Haltungsschäden und Verspannungen sind die Folge

Durch ihre Arbeit mit der beschriebenen unnatürlichen Haltung kommt es bei der Zahnärztin zu Haltungsschäden und zu einem leichten „Witwen­buckel“ – hierunter ist der prominente Übergang der Halswirbel zur Brustwirbelsäule (CTÜ) zu verstehen. Zudem liegt eine Kopffehlstellung vor: Der Kopf steht nicht mehr senkrecht auf dem Brustkorb.

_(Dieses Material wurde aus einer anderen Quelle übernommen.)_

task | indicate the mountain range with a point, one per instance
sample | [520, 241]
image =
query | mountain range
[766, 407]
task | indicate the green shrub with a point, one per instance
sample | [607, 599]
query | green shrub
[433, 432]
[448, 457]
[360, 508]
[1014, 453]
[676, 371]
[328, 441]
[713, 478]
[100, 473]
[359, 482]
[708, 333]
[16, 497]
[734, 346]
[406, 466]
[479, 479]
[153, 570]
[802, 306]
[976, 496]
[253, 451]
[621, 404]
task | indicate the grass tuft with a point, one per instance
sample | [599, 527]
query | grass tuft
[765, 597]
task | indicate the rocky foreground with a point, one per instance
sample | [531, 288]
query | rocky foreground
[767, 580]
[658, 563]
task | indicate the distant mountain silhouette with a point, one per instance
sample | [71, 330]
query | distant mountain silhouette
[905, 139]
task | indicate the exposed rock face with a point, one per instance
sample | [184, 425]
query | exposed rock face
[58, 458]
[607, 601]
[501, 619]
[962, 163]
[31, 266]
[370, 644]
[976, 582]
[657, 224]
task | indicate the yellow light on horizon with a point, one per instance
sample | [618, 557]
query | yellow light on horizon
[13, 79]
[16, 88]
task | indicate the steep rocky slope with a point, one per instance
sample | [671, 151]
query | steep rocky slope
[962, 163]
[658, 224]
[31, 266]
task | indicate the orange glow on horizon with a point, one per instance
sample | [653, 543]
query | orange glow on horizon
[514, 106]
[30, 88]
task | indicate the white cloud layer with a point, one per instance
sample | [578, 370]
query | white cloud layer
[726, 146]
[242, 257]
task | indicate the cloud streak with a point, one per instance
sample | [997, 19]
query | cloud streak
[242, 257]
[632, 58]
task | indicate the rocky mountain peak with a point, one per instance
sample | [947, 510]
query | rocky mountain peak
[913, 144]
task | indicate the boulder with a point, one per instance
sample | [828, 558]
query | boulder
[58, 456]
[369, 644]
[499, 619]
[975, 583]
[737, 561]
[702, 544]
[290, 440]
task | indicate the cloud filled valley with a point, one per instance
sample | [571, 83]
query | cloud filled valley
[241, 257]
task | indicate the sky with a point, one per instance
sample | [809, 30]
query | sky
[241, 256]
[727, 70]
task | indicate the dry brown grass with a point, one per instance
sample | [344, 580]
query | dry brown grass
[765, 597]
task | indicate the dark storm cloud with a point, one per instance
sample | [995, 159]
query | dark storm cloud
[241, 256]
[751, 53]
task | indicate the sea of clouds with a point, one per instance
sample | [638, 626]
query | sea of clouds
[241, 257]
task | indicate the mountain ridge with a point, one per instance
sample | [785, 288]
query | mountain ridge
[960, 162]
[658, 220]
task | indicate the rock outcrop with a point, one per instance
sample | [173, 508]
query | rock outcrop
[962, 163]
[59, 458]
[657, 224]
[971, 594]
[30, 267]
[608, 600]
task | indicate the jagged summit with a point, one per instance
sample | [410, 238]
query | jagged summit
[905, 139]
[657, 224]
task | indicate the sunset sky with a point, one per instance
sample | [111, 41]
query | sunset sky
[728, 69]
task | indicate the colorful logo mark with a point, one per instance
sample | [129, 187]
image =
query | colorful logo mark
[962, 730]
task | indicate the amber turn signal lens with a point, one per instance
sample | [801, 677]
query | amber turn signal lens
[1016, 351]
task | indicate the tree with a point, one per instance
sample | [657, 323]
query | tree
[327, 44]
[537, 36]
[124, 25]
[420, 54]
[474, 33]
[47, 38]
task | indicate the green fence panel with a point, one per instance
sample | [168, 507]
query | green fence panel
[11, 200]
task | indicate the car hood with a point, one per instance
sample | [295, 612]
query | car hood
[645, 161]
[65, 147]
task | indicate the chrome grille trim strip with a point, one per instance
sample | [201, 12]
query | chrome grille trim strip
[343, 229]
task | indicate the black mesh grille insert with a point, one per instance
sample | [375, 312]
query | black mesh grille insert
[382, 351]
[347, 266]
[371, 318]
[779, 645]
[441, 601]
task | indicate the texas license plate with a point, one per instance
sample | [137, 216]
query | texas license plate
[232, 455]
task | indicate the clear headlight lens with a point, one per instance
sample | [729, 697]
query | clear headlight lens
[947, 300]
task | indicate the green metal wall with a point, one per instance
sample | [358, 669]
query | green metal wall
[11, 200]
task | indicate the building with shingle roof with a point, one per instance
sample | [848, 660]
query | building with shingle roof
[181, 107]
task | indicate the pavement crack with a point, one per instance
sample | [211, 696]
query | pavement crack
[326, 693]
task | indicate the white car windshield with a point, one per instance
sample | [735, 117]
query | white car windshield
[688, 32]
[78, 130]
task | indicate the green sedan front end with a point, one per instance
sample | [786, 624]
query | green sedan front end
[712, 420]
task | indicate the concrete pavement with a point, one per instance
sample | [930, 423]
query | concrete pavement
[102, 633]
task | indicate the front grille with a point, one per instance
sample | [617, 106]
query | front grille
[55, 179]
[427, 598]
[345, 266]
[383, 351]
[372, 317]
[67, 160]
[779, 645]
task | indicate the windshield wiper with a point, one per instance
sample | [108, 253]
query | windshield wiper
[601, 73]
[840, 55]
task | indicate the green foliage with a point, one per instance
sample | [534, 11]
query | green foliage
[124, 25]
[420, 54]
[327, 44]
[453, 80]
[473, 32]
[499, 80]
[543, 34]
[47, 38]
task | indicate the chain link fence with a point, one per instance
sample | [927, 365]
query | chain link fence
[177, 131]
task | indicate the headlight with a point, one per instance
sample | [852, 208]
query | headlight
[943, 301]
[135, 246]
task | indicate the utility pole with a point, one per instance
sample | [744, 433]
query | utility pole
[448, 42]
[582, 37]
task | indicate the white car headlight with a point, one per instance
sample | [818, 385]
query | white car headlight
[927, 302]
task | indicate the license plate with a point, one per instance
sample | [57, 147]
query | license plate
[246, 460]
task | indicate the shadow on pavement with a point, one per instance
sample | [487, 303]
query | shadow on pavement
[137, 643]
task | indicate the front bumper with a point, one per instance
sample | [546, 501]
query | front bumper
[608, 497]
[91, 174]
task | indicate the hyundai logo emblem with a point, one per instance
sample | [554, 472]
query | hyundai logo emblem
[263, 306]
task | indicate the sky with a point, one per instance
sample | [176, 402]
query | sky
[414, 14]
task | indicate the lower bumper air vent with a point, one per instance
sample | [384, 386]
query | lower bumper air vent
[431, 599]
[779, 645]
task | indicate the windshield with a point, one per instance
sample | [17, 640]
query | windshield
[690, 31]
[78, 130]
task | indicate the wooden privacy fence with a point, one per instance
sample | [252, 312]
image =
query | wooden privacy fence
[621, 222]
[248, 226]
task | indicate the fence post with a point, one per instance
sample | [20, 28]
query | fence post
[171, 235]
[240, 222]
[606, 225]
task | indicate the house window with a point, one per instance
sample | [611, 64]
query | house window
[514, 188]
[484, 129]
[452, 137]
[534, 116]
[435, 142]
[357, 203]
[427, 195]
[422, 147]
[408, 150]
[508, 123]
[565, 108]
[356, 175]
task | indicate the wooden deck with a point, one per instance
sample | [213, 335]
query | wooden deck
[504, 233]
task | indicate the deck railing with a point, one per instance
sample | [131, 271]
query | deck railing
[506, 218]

Daneben sind die Muskeln der Nackenstrecker verspannt, außerdem sind muskuläre Verspannungen der Schultermuskulatur auffällig. Die Beweglichkeit der Arme ist stark eingeschränkt, besonders beim Drehen nach innen, beim Abspreizen und beim Anheben der Arme. Schließlich ist auch die Aufrichtung des Oberkörpers eingeschränkt.

Prävention

Nach zahlreichen Therapiestunden wurden der Zahnärztin die folgenden Maßnahmen empfohlen, um ihre Körperhaltung künftig zu optimieren:
 

  • Aufrecht und nicht verdreht sitzen, Oberarme dicht am Körper halten, angewinkelte Unterarme aufstützen und Kopf nur leicht beugen
  • Füße flach auf den Boden stellen
  • Verspannungen aufspüren
  • Häufig wiederholende Sitzkontrolle: Kein Hohlkreuz machen, sondern im „Lot“ sitzen, Aufrichtung und Kopfkontrolle
  • Stuhlhöhe optimieren
  • Patienten so lagern, dass die Zahnärztin auch selbst eine ergonomische Haltung einnehmen kann – dies ist freilich oft ein Kompromiss, da Patienten häufig durch Haltungsschäden oder Schmerzen nicht alle Positionen einnehmen können
  • Anordnung der Instrumente optimieren
  • Dehnungen und Lockerungsübungen zwischen den Behandlungen
  • Statische Kräftigungen in Pausen (auch in der Praxis möglich!)
  • Ausgleichssport betreiben

 Fazit

In der Zahnarztpraxis wird es schwerer sein als im „normalen“ Alltag eines Büroangestellten, ergonomische Vorgaben umzusetzen. Doch sowohl Zahnärzte als auch Mitarbeiterinnen können sich ihrer „falschen“ Körperhaltung bewusst werden und z. B. ihre Sitzposition optimieren oder durch geeignete Ausgleichsübungen oder Sport den Folgeerkrankungen schlechter Haltung ent­gegenwirken. Auch die Forschung an Universitäten beschäftigt sich verstärkt mit dem Thema, sodass positive Auswirkungen für die Zukunft zu erwarten sind.